Aber, Herr Minister: Wenn Sie meinen, Sie müssten sich hinter dem Bundeslandwirtschaftsminister verstecken, dann kann ich hier aus FDP-Sicht auch einmal Klartext reden. Suchen Sie im Lande einmal einen Landwirt, der diesen Bundeslandwirtschaftsminister für einen wirklich sehr starken Minister hält. Insofern kann ich Ihnen in diesem Punkt zum Teil zustimmen. Aber Sie, Herr Minister, sind eher die Inkarnation dessen, was wir in diesem Lande überhaupt nicht brauchen.

(Anja Piel [GRÜNE]: Herr Grupe, langsam!)

Sie sind derjenige, der der Landwirtschaft zusätzliche Probleme bereitet. Da wird Ihnen Ihr Hinweis auf den Bundeslandwirtschaftsminister auch nicht helfen.

(Beifall bei der FDP und bei der CDU)

Ich will Ihnen anhand eines Beispiels einen Hinweis darauf geben, was Sie aus unserer Sicht falsch machen: Ihre Regierung erklärt im Fachausschuss, dass Sie im internationalen Handel grundsätzlich Probleme sehen. Sie lehnen das ab. National aber streichen Sie das Agrarförderprogramm für unsere Bauern zusammen.

(Glocke des Präsidenten)

Herr Kollege, Sie müssen bitte zum Ende kommen.

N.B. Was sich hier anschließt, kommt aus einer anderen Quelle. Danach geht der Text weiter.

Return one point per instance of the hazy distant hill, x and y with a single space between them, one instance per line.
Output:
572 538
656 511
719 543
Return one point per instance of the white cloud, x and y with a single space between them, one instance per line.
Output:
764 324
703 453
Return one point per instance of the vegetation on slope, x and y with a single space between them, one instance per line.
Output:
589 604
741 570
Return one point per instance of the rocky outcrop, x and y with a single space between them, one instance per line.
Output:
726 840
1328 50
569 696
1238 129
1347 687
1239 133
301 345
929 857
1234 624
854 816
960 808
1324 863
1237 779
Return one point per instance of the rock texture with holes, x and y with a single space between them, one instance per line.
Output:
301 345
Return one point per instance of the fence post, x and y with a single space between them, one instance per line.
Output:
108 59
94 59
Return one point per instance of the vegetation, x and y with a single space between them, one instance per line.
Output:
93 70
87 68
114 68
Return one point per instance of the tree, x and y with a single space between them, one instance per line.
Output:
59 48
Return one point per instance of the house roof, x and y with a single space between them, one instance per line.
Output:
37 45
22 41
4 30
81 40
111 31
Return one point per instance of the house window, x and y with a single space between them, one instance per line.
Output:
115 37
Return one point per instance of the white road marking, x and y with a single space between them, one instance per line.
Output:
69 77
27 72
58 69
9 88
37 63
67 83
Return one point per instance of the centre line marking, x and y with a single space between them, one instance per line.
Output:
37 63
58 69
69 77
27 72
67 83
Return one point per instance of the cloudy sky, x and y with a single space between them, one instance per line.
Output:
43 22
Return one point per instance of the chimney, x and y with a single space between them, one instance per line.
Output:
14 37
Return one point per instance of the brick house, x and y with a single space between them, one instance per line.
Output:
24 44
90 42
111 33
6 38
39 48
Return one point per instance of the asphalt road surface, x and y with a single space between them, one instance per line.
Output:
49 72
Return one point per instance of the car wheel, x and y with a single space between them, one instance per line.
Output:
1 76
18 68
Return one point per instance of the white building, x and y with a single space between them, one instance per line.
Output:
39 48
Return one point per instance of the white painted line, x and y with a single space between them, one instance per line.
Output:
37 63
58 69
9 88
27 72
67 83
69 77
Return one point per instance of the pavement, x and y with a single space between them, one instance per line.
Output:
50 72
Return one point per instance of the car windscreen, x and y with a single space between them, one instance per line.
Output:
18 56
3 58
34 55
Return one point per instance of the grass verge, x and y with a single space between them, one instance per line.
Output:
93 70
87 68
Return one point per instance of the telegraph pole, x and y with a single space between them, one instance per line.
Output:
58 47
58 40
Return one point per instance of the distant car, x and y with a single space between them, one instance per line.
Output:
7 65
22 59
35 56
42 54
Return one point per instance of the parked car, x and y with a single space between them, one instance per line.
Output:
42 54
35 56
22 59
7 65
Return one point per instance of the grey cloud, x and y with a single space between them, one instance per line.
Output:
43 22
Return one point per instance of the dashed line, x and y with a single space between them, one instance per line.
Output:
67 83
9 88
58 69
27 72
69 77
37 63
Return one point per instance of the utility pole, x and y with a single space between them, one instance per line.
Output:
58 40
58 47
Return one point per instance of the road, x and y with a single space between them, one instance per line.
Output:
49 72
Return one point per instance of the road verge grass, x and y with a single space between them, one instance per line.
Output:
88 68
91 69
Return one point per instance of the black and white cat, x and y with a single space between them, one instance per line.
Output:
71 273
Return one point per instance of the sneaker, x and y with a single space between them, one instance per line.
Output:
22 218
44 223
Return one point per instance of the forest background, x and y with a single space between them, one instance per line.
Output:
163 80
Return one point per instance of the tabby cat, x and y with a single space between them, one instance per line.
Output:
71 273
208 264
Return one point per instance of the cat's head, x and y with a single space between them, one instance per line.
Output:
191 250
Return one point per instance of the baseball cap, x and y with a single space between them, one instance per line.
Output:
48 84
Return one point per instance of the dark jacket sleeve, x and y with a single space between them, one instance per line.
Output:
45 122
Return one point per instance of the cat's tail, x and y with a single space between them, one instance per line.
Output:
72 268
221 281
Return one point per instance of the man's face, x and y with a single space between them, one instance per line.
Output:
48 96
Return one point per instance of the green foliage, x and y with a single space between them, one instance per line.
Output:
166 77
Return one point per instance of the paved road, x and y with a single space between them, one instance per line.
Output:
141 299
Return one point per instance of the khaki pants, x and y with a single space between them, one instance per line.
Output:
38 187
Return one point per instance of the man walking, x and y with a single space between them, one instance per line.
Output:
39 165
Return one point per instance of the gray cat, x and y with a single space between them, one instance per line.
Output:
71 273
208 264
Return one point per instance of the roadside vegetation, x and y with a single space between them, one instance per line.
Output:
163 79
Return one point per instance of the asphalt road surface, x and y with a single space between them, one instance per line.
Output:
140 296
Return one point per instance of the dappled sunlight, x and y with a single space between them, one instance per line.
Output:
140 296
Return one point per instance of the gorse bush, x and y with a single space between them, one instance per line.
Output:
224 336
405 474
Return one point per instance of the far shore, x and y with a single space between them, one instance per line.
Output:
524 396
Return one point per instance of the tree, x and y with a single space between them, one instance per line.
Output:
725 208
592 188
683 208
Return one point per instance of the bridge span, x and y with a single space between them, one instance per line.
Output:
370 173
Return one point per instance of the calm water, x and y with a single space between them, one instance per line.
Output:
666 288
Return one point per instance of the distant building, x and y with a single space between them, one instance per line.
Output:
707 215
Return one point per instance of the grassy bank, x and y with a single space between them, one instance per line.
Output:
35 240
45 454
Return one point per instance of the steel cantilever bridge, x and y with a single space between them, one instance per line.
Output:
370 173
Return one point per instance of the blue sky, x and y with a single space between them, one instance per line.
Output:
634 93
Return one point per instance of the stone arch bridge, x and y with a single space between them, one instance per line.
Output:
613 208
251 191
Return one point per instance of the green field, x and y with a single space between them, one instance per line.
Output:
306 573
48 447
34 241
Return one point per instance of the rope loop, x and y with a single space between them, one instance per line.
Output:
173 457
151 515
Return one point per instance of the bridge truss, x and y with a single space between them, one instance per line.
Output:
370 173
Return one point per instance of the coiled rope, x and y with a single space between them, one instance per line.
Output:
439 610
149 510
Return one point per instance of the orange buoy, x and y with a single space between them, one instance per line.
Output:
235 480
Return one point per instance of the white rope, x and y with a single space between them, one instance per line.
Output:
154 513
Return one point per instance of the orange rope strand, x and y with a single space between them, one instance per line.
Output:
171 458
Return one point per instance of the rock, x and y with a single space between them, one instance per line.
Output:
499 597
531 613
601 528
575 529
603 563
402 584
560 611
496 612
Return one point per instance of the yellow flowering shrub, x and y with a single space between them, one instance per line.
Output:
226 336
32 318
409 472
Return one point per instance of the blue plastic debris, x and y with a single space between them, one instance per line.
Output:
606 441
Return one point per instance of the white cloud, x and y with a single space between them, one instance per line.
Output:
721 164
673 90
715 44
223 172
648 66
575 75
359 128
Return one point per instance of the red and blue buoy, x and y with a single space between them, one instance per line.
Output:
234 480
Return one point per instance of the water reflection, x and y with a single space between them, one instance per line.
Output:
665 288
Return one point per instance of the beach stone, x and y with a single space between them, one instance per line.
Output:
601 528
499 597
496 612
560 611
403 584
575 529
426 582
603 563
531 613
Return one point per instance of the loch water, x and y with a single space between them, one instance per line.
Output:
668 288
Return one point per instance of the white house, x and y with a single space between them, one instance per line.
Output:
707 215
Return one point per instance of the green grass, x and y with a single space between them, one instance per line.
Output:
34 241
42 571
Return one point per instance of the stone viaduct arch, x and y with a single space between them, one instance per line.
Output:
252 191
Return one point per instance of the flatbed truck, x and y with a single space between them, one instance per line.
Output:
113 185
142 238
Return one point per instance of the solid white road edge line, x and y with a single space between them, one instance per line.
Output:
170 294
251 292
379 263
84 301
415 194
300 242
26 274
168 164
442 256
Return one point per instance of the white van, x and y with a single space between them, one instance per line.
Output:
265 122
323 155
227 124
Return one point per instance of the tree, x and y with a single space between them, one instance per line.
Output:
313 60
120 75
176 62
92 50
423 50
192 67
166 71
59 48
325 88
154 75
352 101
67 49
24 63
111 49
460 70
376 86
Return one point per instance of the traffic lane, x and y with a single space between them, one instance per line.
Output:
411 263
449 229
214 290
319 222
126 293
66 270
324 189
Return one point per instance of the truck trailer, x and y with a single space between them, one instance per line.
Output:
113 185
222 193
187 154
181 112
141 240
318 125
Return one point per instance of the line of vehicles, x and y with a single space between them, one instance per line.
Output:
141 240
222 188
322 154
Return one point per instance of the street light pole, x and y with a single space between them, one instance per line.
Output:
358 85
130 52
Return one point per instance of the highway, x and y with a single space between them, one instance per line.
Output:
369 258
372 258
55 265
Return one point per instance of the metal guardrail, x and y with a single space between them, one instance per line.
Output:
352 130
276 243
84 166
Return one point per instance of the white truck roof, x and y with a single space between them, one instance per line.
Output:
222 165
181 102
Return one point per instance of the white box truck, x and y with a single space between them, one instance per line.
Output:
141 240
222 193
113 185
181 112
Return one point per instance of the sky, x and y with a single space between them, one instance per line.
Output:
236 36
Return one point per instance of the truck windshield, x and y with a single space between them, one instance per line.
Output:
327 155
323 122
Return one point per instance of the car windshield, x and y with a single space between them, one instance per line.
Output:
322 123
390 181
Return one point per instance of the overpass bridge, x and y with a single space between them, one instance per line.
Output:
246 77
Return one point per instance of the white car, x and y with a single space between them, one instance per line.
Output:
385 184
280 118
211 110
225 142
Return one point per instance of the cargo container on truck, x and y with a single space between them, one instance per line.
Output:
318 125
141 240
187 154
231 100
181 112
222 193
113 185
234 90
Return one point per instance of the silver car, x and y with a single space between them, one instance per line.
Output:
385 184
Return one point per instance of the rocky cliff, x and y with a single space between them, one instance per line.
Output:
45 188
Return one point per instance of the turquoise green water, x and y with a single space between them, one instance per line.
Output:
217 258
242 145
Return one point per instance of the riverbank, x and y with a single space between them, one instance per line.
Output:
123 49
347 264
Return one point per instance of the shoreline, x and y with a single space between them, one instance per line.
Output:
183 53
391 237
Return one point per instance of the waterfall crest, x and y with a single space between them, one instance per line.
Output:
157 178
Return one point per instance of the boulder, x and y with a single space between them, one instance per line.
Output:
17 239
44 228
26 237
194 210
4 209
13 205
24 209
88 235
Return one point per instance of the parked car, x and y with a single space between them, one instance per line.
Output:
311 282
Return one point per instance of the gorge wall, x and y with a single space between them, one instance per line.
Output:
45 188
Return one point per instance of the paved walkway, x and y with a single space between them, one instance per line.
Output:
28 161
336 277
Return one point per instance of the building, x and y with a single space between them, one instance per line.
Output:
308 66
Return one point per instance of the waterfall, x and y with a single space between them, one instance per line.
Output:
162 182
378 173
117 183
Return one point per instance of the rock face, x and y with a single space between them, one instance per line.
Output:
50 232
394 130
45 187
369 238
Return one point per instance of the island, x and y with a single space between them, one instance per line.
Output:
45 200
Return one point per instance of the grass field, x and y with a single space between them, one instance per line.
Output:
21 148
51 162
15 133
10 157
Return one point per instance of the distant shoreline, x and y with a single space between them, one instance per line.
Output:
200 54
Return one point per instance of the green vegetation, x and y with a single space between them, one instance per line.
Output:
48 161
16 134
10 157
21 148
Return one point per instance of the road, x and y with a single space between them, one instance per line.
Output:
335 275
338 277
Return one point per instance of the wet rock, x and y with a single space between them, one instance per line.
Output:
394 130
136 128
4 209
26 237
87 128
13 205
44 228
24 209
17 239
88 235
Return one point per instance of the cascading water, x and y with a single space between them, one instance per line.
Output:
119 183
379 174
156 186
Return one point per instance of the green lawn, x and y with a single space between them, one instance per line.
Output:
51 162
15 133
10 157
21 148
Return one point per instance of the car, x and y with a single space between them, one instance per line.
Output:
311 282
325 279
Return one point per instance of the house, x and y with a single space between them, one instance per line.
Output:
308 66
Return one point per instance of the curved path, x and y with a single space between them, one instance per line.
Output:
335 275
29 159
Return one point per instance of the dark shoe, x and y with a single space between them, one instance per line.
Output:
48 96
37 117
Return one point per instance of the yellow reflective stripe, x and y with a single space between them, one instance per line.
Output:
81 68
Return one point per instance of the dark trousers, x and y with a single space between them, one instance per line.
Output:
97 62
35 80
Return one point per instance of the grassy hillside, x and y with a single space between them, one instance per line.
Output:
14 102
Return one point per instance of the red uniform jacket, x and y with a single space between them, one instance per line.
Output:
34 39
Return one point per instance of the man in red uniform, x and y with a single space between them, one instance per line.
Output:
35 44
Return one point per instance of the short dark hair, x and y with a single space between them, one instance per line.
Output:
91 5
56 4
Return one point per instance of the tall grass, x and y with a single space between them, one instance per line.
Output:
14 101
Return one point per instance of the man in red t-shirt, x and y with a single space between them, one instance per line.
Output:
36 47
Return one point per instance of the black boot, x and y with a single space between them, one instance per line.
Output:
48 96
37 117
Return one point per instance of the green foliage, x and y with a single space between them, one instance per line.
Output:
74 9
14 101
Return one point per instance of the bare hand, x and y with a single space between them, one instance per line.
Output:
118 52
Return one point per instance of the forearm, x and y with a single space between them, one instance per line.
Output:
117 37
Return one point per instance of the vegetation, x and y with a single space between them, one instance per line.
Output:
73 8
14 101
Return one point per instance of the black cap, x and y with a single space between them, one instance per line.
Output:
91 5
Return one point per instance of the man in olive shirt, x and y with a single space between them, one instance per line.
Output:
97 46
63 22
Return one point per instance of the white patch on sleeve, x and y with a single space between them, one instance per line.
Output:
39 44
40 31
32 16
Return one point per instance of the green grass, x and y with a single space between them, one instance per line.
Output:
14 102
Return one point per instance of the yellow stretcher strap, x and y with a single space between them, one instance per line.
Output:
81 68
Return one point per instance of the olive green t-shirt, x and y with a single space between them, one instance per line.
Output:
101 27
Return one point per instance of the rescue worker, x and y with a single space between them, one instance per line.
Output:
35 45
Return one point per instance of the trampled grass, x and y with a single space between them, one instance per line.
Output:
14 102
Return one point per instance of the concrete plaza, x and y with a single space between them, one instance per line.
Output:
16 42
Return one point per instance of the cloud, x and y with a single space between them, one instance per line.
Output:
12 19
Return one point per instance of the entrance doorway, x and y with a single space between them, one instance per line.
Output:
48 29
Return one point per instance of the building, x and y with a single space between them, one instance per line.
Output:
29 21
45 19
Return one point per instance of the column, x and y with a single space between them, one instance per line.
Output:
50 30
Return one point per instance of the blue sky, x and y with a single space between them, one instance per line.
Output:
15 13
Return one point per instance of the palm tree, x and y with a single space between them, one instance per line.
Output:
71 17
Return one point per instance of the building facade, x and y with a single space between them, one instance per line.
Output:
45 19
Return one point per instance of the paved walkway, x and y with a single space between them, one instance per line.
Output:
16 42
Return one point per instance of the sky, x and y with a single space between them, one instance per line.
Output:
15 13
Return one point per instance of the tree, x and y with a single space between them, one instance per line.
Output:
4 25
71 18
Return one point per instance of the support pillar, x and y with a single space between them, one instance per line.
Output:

Hier machen Sie nichts, und einen weitergehenden Handel, der neue Märkte für unsere Betriebe eröffnen könnte, lehnen Sie ab. Das heißt: Das, was Sie hier abliefern, ist eine totale Bankrotterklärung.

(Beifall bei der FDP und bei der CDU)

Danke schön. - Meine Damen und Herren, zu diesem Tagesordnungspunkt liegen keine weiteren Wortmeldungen mehr vor.

(Helmut Dammann-Tamke [CDU]: Keine Antwort? Das sagt alles!)

Wir können jetzt übergehen zu

c) Niedersachsen packt an - das Bündnis für unser Land - Antrag der Fraktion der SPD - Drs. 17/4793

Zur Einbringung gemeldet hat sich die Vorsitzende der SPD-Fraktion, Frau Modder. Bitte sehr! Ich erteile Ihnen das Wort.

Herr Präsident! Meine sehr geehrten Damen und Herren! Ich möchte mit diesem Antrag zur Aktuellen Stunde versuchen, unsere bislang gepflegten parlamentarischen Gepflogenheiten etwas zu durchbrechen. Ich weiß - auch nach der Debatte heute Morgen -, das ist ein gewagter Vorstoß. Aber ich finde, das Thema ist einen Versuch wert.

Bislang nutzen wir die Aktuelle Stunde eher zur politischen Attacke und arbeiten dabei unsere unterschiedlichen Positionen heraus. Das ist auch gut so. Dabei suchen wir manchmal weniger das Gemeinsame und das Verbindende. Gerade das möchte ich heute Morgen einmal ändern.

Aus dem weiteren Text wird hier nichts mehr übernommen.